Maybe you haven’t watched Can Evrenol’s first film, Baskin, yet. If you’d like to do that before reading on, I’ll wait.

That was nuts, huh? Maybe you’ll want a palette cleanser after that, something more thoughtful or, perhaps, more deliberate. Well, Evernol’s second feature (and his first in English), Housewife, might be right up your alley. Or maybe you really liked the balls-to-the-wallness of Baskin and don’t really need much more story with your garish, nightmarish imagery than that movie provided. In any case, Housewife is a respectably ambitious step forward for Evrenol, even if it stumbles at times.

Holly (Clementine Poidatz) is dealing with some deep shit, fully depicted in Housewife’s opening scenes that leave no stab or kill to the imagination, that revolve around her sister’s murder at the hands of her deranged mother. Understandably, Holly still experiences waking nightmares surrounding this horror even years later, and it’s clear that she is emotionally stunted in several ways.
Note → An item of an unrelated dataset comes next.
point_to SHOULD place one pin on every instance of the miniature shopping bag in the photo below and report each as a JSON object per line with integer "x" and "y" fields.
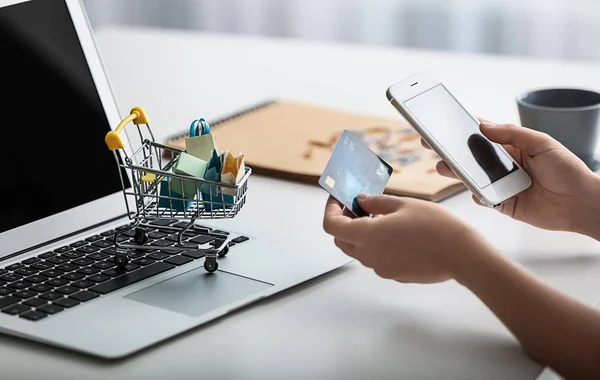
{"x": 201, "y": 143}
{"x": 233, "y": 171}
At a dinner party, Holly and her husband are told about a Scientology-esque organization called the Umbrella of Love and Mind that’s having a conference in town, and one of the attendees is a long-lost friend and roommate that has a mysterious connection to them, and are encouraged to attend as a lark.

At the conference, with it’s slickly-produced videos and equally-slick and charismatic leader, Bruce O’Hara (David Sakurai), Holly is entranced by the group and is touched by O’Hara. This is where the movie splits in interpretation. What happens next is either a revelation for Holly as a predestined martyr for the group’s apocalyptic vision, or a complete dissociative break from reality. At no point after this in Housewife, is it clear which is which, and as a viewer, it scared the hell out of me.

Playing on some of the same themes of Baskin’s opener, Evrenol expertly lays out the harrowing events from Holly’s perspective in a way that reminds me of the twisted fairy-tale style of a Guillermo Del Toro circa Pan’s Labyrinth. Ultimately, I found myself thinking a lot about how Holly’s trauma is both shaped and directed by the men she encounters (other than the original trauma brought on by her mother), and how little agency she’s given throughout the film. She’s basically steered through the events of Housewife like a vehicle for despair.

The otherworldly aesthetic, sitting somewhere nearby Panos Cosmatos’s Mandy in your collection of red/blue horror flicks from the past year, emphasizes the dreamlike quality of Holly’s experiences, slowly normalizing the surreal sights onscreen until you’re suddenly faced with some of the most hellish sequences the genre has produced in a while. Unlike Baskin, which was an animalistic, violently sexual experience, Housewife takes it’s time with it’s erotic imagery, allowing (or forcing) you to savour it, even when the taste is as bitter as it gets.

Evrenol is nothing if not a student of the horror game, and Housewife plays out like a highlight reel of his influences – Fulci, Argento, Polanski, and more than a little Lovecraft are all represented here in both aesthetic and story – while retaining its own style. The last few minutes of the film are a love letter to practical effects (some of the best I’ve seen all year), even if their storyline implications and explanations are left frustratingly vague.

In my opinion, Evrenol bites off slightly more than he can chew in Housewife, with his actors doing their best with a complex story and vying for your attention against some of the most intense visuals in horror this year, all while speaking a language that isn’t their first. It’s awkward, though his leads in Poidatz and Sakurai are up to the task even if the rest of the cast might struggle. The stilted dialogue and a synth-heavy score by Antoni Maiovvi gives Housewife a pulpy 70’s Eurotrash vibe that I’m not sure is completely intentional, but which works for me, especially when things go deliciously off the rails in the film’s climax.

No one will ever say, about Housewife, that Can Evrenol’s retreading the same ground as he did with Baskin, or that he hasn’t shown growth as a filmmaker. His vision is aggressive but mature, and will be the perfect crowd-pleaser (provided you have access to a crowd of hardcore horror sickos) this Halloween.

Housewife drops on DVD, Digital HD, and VOD from RLJE Films on October 2. We reviewed the DVD version.